Privacy Policy

Last updated: 2026-04-24. Controller: SaaSquatch Ltd, London (UK company number pending). Contact: privacy@feelgoodink.co.uk.

Summary

We run a tattoo-studio directory. We collect the minimum personal data needed to let studios claim listings, let visitors send contact messages, save comparison shortlists, receive our monthly newsletter, and subscribe to the Featured tier. We do not sell or share personal data for advertising.

What we collect and why

Visitors (anonymous)

• Usage analytics (Umami, cookieless): page paths, referrer, device class, country. No persistent identifiers, no cookies. Legal basis: legitimate interests (improving the site).

Contact form submissions

• Name, email, message, hashed IP, user agent. Used to forward your message to the studio you chose. Legal basis: legitimate interests + your explicit request. Retained 12 months then deleted unless you're a customer.

Shortlist saves / newsletter

• Email, chosen shortlist URL. Used to send you shortlist updates and the monthly Ink Letter. Legal basis: consent (opt-in). You can unsubscribe in any email with one click.

Studio claims

• Instagram handle, contact email, verification code. Used to verify you represent the studio. Legal basis: contract (you requested to claim). Retained until claim verified or expires.

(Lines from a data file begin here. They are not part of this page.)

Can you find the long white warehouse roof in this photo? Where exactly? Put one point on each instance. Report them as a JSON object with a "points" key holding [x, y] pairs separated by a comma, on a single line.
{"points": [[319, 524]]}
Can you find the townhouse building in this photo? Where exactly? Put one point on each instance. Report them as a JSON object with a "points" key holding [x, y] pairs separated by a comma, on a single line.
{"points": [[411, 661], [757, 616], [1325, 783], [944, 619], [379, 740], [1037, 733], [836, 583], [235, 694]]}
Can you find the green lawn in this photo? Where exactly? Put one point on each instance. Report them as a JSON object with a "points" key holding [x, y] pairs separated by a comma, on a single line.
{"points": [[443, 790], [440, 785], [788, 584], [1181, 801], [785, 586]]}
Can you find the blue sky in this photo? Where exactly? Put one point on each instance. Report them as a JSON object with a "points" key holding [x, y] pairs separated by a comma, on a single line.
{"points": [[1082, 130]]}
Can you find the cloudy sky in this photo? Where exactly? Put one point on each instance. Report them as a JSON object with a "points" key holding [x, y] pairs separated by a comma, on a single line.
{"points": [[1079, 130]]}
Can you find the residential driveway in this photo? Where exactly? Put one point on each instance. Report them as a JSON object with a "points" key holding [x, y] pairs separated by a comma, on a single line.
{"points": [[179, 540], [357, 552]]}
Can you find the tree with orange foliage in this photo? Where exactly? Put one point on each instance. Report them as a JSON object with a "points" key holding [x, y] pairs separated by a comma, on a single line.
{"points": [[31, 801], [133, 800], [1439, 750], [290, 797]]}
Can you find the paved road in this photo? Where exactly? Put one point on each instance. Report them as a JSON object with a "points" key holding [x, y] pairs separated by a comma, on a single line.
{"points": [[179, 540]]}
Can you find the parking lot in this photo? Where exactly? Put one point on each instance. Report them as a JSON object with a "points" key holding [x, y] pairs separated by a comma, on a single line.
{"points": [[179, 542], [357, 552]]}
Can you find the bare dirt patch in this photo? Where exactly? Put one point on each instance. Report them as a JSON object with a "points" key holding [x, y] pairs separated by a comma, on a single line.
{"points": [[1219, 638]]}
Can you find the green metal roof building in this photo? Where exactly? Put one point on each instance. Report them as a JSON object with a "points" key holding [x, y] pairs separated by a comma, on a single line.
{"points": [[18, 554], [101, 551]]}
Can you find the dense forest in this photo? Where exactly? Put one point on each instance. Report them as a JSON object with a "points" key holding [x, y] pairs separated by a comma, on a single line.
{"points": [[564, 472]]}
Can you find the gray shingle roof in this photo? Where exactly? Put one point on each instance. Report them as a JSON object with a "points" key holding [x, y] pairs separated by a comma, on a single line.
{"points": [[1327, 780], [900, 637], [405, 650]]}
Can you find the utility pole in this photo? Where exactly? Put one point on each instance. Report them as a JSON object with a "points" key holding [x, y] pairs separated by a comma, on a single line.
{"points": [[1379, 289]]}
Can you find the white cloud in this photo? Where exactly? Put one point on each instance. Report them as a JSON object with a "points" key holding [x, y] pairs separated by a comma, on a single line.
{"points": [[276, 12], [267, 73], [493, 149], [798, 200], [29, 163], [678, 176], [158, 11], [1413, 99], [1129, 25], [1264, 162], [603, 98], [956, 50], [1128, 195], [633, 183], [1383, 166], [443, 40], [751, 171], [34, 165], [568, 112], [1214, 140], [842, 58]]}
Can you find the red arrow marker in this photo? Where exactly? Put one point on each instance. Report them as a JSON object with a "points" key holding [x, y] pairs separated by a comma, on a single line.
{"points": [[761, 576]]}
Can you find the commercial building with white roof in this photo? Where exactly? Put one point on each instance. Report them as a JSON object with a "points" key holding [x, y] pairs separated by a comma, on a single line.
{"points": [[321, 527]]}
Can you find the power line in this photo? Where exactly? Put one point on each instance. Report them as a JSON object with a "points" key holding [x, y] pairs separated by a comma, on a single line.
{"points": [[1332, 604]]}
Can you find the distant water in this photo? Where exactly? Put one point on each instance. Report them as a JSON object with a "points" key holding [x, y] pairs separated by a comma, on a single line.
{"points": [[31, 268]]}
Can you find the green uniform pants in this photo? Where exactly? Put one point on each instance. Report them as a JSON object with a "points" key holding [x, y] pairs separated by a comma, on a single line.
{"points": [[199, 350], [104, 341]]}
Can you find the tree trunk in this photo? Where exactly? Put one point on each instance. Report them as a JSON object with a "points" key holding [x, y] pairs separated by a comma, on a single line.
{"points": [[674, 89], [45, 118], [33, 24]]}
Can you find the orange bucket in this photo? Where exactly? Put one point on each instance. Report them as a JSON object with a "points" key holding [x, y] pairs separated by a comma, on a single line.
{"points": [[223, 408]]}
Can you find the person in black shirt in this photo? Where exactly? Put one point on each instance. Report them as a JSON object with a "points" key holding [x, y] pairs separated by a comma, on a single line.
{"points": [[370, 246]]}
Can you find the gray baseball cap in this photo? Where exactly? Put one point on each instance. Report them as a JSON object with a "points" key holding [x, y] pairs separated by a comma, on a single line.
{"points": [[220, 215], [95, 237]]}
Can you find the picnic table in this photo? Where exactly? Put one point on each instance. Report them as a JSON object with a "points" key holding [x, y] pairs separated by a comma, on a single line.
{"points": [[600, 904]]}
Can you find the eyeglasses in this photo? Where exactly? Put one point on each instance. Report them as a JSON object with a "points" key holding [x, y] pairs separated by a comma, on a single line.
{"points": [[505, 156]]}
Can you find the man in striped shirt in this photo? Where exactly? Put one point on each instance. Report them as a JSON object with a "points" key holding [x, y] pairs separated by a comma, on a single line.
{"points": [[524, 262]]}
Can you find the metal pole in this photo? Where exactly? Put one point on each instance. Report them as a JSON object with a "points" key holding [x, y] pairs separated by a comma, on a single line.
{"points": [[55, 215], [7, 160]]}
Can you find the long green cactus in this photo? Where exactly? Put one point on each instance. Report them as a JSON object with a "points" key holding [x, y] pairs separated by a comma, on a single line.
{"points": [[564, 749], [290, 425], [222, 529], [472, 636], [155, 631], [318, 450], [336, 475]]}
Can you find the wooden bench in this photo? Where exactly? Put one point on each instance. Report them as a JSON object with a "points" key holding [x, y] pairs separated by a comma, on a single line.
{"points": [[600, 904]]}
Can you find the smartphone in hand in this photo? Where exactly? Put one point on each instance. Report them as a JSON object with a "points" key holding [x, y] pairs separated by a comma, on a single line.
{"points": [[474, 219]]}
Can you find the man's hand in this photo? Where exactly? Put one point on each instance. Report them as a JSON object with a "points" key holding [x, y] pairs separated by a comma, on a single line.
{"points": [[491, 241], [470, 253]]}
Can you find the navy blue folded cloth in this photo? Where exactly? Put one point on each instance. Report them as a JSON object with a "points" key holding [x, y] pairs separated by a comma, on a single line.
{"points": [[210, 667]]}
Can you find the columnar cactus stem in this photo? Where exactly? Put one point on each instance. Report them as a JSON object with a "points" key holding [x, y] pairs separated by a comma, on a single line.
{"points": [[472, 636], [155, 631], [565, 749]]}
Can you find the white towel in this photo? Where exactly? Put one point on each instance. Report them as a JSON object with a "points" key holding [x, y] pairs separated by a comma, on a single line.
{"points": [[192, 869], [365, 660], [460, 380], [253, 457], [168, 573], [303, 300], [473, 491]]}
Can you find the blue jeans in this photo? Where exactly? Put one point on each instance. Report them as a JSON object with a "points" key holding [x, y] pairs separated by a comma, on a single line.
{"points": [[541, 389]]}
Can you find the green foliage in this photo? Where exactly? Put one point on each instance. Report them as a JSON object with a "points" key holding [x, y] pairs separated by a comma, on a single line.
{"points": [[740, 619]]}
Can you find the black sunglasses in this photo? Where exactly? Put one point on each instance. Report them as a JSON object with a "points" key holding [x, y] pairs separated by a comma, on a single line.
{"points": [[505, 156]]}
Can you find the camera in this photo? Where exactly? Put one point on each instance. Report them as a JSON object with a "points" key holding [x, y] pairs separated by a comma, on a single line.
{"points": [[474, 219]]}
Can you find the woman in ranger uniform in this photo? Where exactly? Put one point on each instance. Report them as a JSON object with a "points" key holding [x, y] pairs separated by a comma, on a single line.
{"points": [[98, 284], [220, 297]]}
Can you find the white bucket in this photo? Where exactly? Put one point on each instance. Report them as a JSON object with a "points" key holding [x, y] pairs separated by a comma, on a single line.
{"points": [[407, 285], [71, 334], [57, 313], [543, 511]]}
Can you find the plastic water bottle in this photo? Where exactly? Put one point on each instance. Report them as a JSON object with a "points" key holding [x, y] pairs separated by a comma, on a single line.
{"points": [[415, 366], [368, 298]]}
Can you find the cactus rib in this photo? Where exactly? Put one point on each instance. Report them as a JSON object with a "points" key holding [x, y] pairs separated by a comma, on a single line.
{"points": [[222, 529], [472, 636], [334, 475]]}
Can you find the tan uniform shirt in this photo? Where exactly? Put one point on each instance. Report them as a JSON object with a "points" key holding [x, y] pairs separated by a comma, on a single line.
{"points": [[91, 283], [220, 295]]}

Studio dashboards + Featured subscribers

• Session cookie (signed, HttpOnly), PayPal payer ID, subscription status, uploaded images. Used to let you manage your listing and pay for Featured tier. Legal basis: contract. Retained for the duration of your account + 7 years (UK accounting requirements for Featured subscribers).

Processors we use

• Cloudflare — CDN, DNS, Pages hosting, R2 image storage. UK/EU POPs. DPA in place.
• PayPal — payment processing for Featured tier. You interact with PayPal directly at checkout; we never see card data, only the payer ID and subscription state returned via webhook.
• Brevo (Sendinblue) — transactional email + newsletter. EU-based.
• PocketBase — our self-hosted database on a UK VPS. Our own infrastructure, not a third-party processor.
• Umami — self-hosted, cookieless analytics.

Your rights

Under UK GDPR you have the right to access, rectify, erase, restrict, object, and port your personal data. To exercise any of these rights, email privacy@feelgoodink.co.uk. We respond within 30 days. If you are not satisfied with our response, you can complain to the Information Commissioner's Office (ICO) at ico.org.uk.

Data retention

Contact messages: 12 months. Claim requests: 30 days (expired) / duration of account (verified). Newsletter subscribers: until you unsubscribe. Featured subscribers' billing records: 7 years (UK tax requirement). Uploaded images: until you delete them or your account is closed, whichever comes first.

Cross-border transfers

Our processors are based in the UK/EEA or operate under UK-approved Standard Contractual Clauses. No personal data is routinely transferred to the US or non-adequacy countries.

Changes to this policy

We update this page when our practices change. The "Last updated" date at the top reflects the most recent change. Material changes are announced via the Ink Letter.